1. ## Metric Spaces

Let $\displaystyle X=\bf R^3$ and define the metric d: $\displaystyle \bf R^3 \times \bf R^3 \rightarrow \bf R$ by
$\displaystyle d((x_1,y_1,z_1),(x_2,y_2,z_2)) = \max\left\{|x_1-x_2|, |y_1-y_2|, |z_1-z_2|\right\}$.
Describe the neighborhood $\displaystyle N(0; 1)$, where $\displaystyle 0$ is the origin in $\displaystyle \bf R^3$

My professor says that it's an open cube with vertices at (±1, ±1, ±1), but I can't see why it's not an open sphere with radius 1.

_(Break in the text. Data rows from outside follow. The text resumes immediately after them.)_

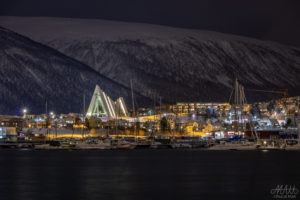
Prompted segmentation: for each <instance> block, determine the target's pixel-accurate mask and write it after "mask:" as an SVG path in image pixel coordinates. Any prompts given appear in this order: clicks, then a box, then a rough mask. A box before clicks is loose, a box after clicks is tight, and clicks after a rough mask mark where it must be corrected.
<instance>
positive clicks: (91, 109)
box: [86, 85, 128, 118]
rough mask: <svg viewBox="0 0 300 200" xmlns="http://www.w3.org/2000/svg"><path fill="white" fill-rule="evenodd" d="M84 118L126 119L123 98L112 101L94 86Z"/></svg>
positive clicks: (111, 100) (118, 98)
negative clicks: (91, 95)
mask: <svg viewBox="0 0 300 200" xmlns="http://www.w3.org/2000/svg"><path fill="white" fill-rule="evenodd" d="M86 116H87V117H91V116H94V117H105V118H117V117H128V110H127V108H126V105H125V102H124V99H123V97H120V98H118V99H117V100H116V101H113V100H112V99H111V98H110V97H109V96H107V95H106V93H105V92H104V91H102V90H101V89H100V87H99V86H98V85H96V88H95V91H94V94H93V96H92V99H91V103H90V105H89V108H88V111H87V114H86Z"/></svg>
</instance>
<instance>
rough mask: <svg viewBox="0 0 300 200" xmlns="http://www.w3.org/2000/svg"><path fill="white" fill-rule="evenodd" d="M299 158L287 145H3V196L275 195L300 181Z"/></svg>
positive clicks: (5, 197)
mask: <svg viewBox="0 0 300 200" xmlns="http://www.w3.org/2000/svg"><path fill="white" fill-rule="evenodd" d="M299 156H300V152H281V151H276V152H273V151H269V152H268V154H265V152H262V151H235V152H232V151H189V150H185V151H180V150H179V151H178V150H132V151H20V150H1V151H0V170H1V173H0V199H1V200H2V199H39V200H40V199H43V200H47V199H51V200H54V199H101V200H102V199H131V200H132V199H200V197H205V198H223V199H224V198H229V199H232V198H235V199H236V198H240V199H241V198H243V199H244V198H260V199H261V198H262V197H266V198H270V196H269V195H270V189H271V188H273V187H274V185H277V184H283V183H289V184H297V183H299V177H300V172H299V170H298V169H299V167H300V166H299V163H298V162H297V160H295V159H296V158H297V157H299ZM281 163H284V164H281ZM287 172H292V173H287ZM250 190H251V191H255V192H251V193H249V191H250Z"/></svg>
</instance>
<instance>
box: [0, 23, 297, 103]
mask: <svg viewBox="0 0 300 200" xmlns="http://www.w3.org/2000/svg"><path fill="white" fill-rule="evenodd" d="M3 19H4V18H3V17H0V24H3ZM5 19H8V18H5ZM21 22H22V23H21ZM23 22H26V23H23ZM10 23H11V25H10V26H11V27H15V28H16V27H19V28H16V29H18V30H22V26H26V27H27V26H28V24H32V25H31V27H29V28H27V29H26V31H25V32H26V35H27V36H28V35H29V36H31V38H33V39H35V40H37V41H38V42H42V43H43V44H45V45H48V46H50V47H52V48H54V49H56V50H58V51H60V52H62V53H63V54H65V55H67V56H69V57H72V58H74V59H76V60H79V61H80V62H83V63H84V64H86V65H88V66H90V67H92V68H93V69H94V70H96V71H98V72H100V73H101V74H103V75H104V76H106V77H108V78H110V79H112V80H114V81H115V82H117V83H119V84H121V85H123V86H124V87H130V84H129V83H130V81H129V80H130V79H133V80H134V83H135V90H136V91H138V92H139V93H140V94H142V95H143V96H147V97H148V98H152V99H155V98H157V97H162V99H163V103H175V102H178V101H228V98H229V95H230V92H231V90H232V86H233V83H234V80H235V78H238V79H239V80H240V82H241V83H242V84H243V85H245V87H246V88H251V89H273V90H274V89H281V88H287V89H289V91H290V93H291V95H299V93H300V91H299V89H298V88H299V87H300V80H299V77H300V48H297V47H290V46H285V45H281V44H278V43H274V42H266V41H260V40H256V39H249V38H245V37H240V36H233V35H226V34H222V33H215V32H207V31H197V30H196V31H195V30H188V29H179V28H170V27H163V26H158V25H148V24H135V23H124V22H111V21H103V20H87V19H79V20H78V19H61V18H24V19H23V18H18V20H16V18H11V20H10V21H7V22H6V24H10ZM20 24H23V25H22V26H21V25H20ZM32 27H34V28H32ZM34 30H35V31H34ZM41 30H42V31H41ZM39 31H41V32H39ZM23 33H24V30H23ZM23 33H22V34H23ZM44 34H46V35H44ZM49 35H50V36H49ZM246 97H247V98H248V99H249V102H253V101H259V100H266V99H270V98H274V95H270V94H258V93H257V94H256V93H248V94H246Z"/></svg>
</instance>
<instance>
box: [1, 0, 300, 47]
mask: <svg viewBox="0 0 300 200" xmlns="http://www.w3.org/2000/svg"><path fill="white" fill-rule="evenodd" d="M0 15H10V16H49V17H72V18H73V17H74V18H98V19H108V20H118V21H128V22H142V23H151V24H160V25H168V26H174V27H183V28H193V29H204V30H213V31H218V32H223V33H231V34H236V35H243V36H249V37H254V38H258V39H263V40H272V41H277V42H280V43H284V44H289V45H294V46H300V37H299V35H300V1H299V0H195V1H193V0H51V1H44V0H1V1H0Z"/></svg>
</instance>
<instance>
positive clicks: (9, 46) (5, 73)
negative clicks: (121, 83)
mask: <svg viewBox="0 0 300 200" xmlns="http://www.w3.org/2000/svg"><path fill="white" fill-rule="evenodd" d="M0 45H1V48H0V75H1V77H2V78H1V80H0V88H1V92H0V101H1V104H0V111H1V113H2V114H21V110H22V109H23V108H24V107H26V108H27V109H28V110H29V111H30V113H43V111H44V106H45V101H46V99H47V101H48V107H49V109H51V110H53V111H55V112H58V113H66V112H81V108H82V94H83V92H85V93H86V96H87V99H86V102H89V100H90V97H91V95H92V92H93V90H94V87H95V86H96V84H99V85H100V87H101V88H102V89H103V90H104V91H105V92H106V93H107V94H108V95H109V96H111V97H112V98H113V99H116V98H117V97H119V96H124V97H125V99H127V100H129V98H130V89H129V88H126V87H124V86H122V85H120V84H118V83H116V82H114V81H113V80H110V79H109V78H107V77H105V76H103V75H101V74H100V73H99V72H97V71H95V70H94V69H92V68H90V67H89V66H87V65H85V64H82V63H80V62H78V61H76V60H74V59H73V58H70V57H67V56H65V55H63V54H62V53H60V52H58V51H56V50H54V49H52V48H50V47H47V46H46V45H43V44H40V43H37V42H35V41H32V40H31V39H29V38H27V37H24V36H22V35H20V34H18V33H15V32H12V31H10V30H8V29H6V28H2V27H0ZM136 96H137V98H142V99H147V98H144V97H142V96H140V95H139V94H138V93H136ZM127 103H128V102H127ZM86 106H88V105H86Z"/></svg>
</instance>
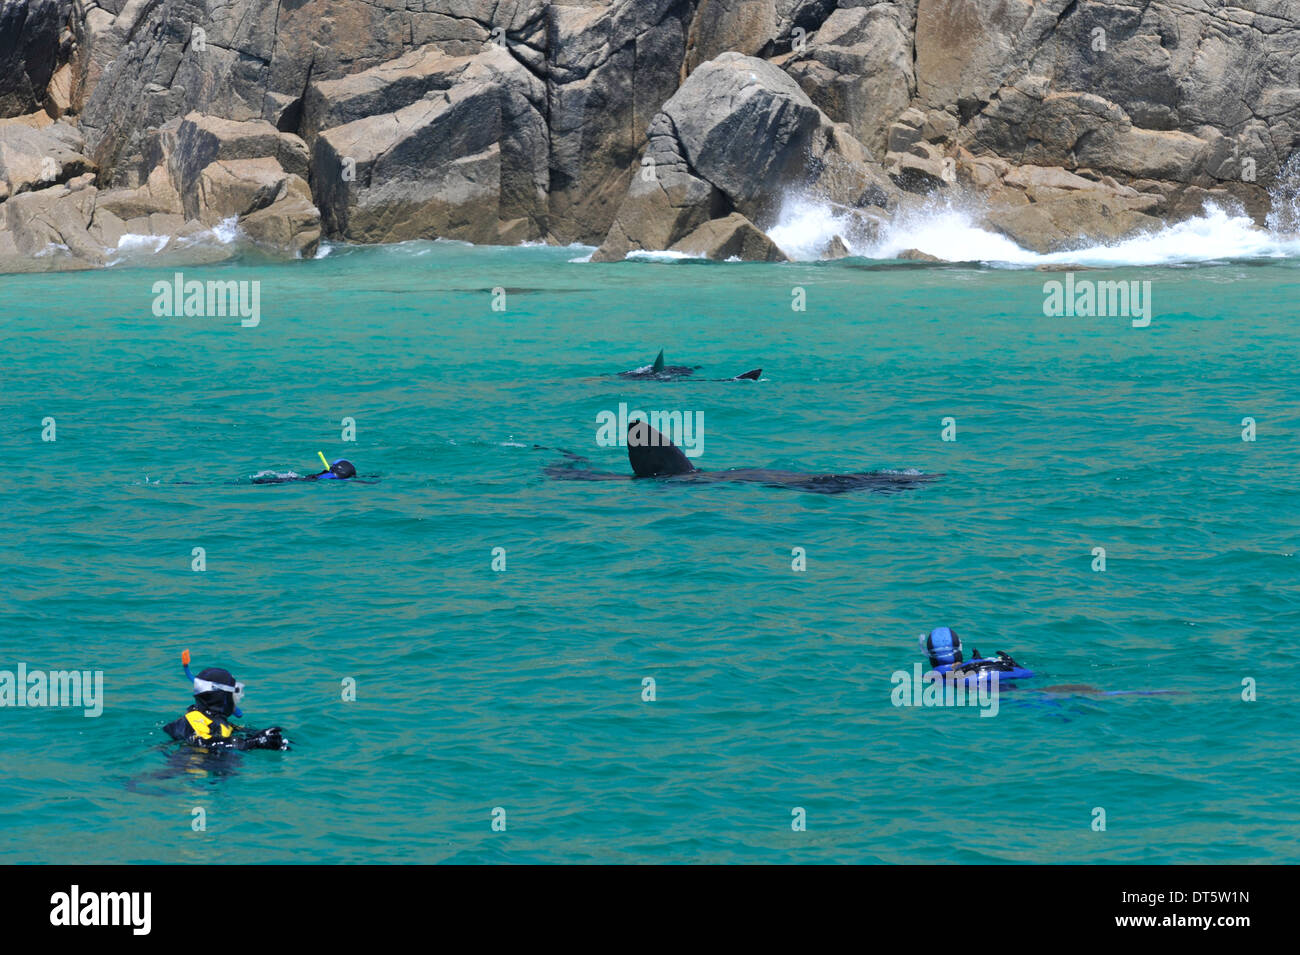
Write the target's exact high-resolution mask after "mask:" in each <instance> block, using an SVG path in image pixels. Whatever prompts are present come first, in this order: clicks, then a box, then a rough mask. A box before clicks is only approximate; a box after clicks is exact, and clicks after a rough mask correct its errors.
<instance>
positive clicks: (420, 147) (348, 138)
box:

I'm thinking $\displaystyle N(0; 1) = \left\{y \in X: d(0,y) <1\right\}$. Wouldn't there be points whose distance from the origin exceed 1 in an open cube?

2. ## Re: Metric Spaces

"Distance" in this case means the metric function, not "ordinary distance". Let's take a point "as far away as possible" from the origin, say (1,1,1).

Then d((0,0,0),(1,1,1)) = max{|0 -1|,|0-1|,|0-1|} = max{|-1|,|-1|,|-1|} = max{1,1,1} = 1.

Convince yourself that if (x,y,z) is any point with two of the 3 coordinates with absolute value less than 1, and the third coordinate with absolute value equal to 1, that d((0,0,0),(x,y,z)) = 1, as well.

Hopefully this allows you to see that the boundary of N(0,1) is precisely the faces of said cube, so all the interior points comprise N(0,1).

3. ## Re: Metric Spaces

Let $\displaystyle X=\bf R^3$ and define the metric d: $\displaystyle \bf R^3 \times \bf R^3 \rightarrow \bf R$ by
$\displaystyle d((x_1,y_1,z_1),(x_2,y_2,z_2)) = \max\left\{|x_1-x_2|, |y_1-y_2|, |z_1-z_2|\right\}$.
Describe the neighborhood $\displaystyle N(0; 1)$, where $\displaystyle 0$ is the origin in $\displaystyle \bf R^3$
My professor says that it's an open cube with vertices at (±1, ±1, ±1), but I can't see why it's not an open sphere with radius 1.
I'm thinking $\displaystyle N(0; 1) = \left\{y \in X: d(0,y) <1\right\}$. Wouldn't there be points whose distance from the origin exceed 1 in an open cube?
Consider the vertex $V=(-1,1,-1)$ that is not in the "open cube" ${\frak{B}}(0;1)$$= \{X| d(0,X)<1\} In that metric d(0,V)=1. Correct? So V is on the boundary of that cube. SO? 4. ## Re: Metric Spaces Originally Posted by Plato Consider the vertex V=(-1,1,-1) that is not in the "open cube" {\frak{B}}(0;1)$$ = \{X| d(0,X)<1\}$

In that metric $d(0,V)=1$. Correct? So $V$ is on the boundary of that cube. SO?
So any vertex V such that $\displaystyle d(0,V)=1$ is not in $\displaystyle N(0;1)$. Which is why $\displaystyle N(0;1)$is an open cube with all such vertices.

5. ## Re: Metric Spaces

Originally Posted by Deveno
Convince yourself that if (x,y,z) is any point with two of the 3 coordinates with absolute value less than 1, and the third coordinate with absolute value equal to 1, that d((0,0,0),(x,y,z)) = 1, as well.

Hopefully this allows you to see that the boundary of N(0,1) is precisely the faces of said cube, so all the interior points comprise N(0,1).
I can see it now. Thanks for clearing that up.